For those who’ve been shipping Timmy and Saoirse since Lady Bird, it’s a lifelong friendship – this generation’s Leonardo DiCaprio and Kate Winslet, if you will. It’s when talking about Saoirse that Timmy gives my favourite quote in this profile:
“Saoirse's one of my best friends in the world—at least I think we're best friends. And she's never judged me for…the Coachella of it all.”
First of all, it’s pretty cute that he momentarily doubts whether or not he qualifies as one of her best friends. And it speaks to how he is in this entire article overall – someone who is constantly second-guessing himself but trying to give himself permission to believe what he believes and think what he thinks. But also… “the Coachella of it all”.
Right?!
As much as he’s still finding his footing, he has some awareness of his contradictions. That out of one side of his mouth he is indeed struggling with fame but at the same time living the sh-t out of his fame. Isn’t this where the humanity is? Of course it must be difficult to be so known. But also, OF COURSE you can’t help but enjoy the benefits of being known! Who wouldn’t? Why deny it?
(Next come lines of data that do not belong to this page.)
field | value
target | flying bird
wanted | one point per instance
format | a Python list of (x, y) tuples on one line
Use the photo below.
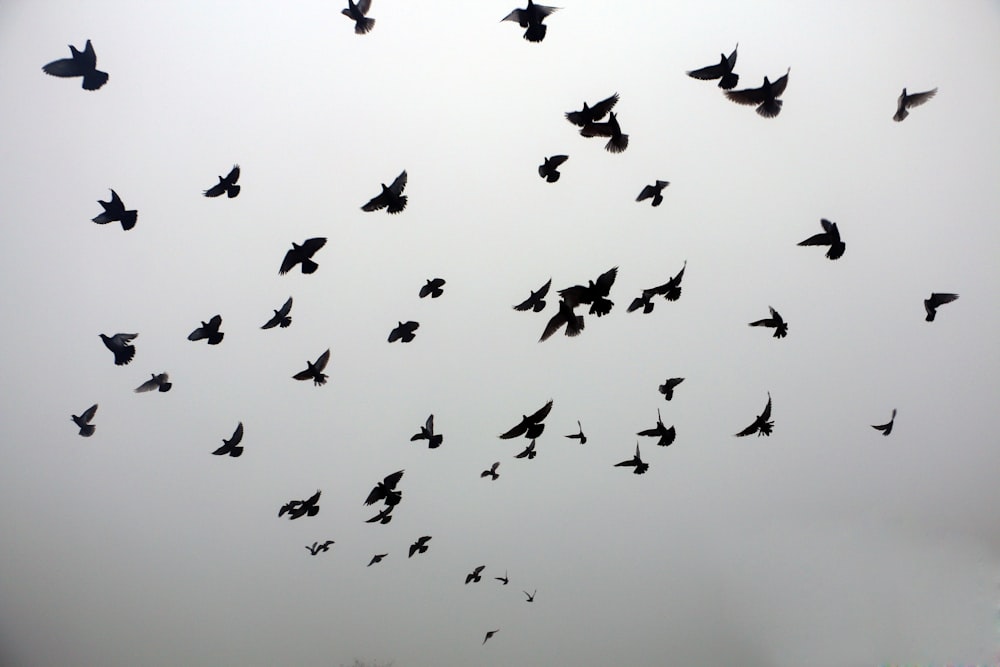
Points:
[(226, 184), (80, 64), (908, 101), (114, 211)]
Anyway, while that’s my quote highlight, most of the coverage of this GQ profile has been focused on what Timmy said about Lily-Rose Depp, specifically Those Photos of them. You know the ones. But if you need a reminder…
People have memed the f-ck out of those shots and I don’t know about you but to me, those pictures were hot. Here’s what Timmy has to say about them:
“I went to bed that night thinking that was one of the best days of my life. I was on this boat all day with someone I really loved, and closing my eyes, I was like, indisputably, ‘That was great.’ And then waking up to all these pictures, and feeling embarrassed, and looking like a real nob? All pale? And then people are like: This is a P.R. stunt. A P.R. stunt?! Do you think I'd want to look like that in front of all of you?!”
First of all, that just endears him to me even more. That the way he wants to talk about those pictures wasn’t to complain about the paparazzi but to be like…ah sh-t, I don’t like how I looked.
But also?
Who are these people thinking it was a PR stunt?!
Like, I get that celebrities have f-cked around a lot with staging moments (hello Dominic West) but not everything is a fake either! If it was, why would we need to gossip?!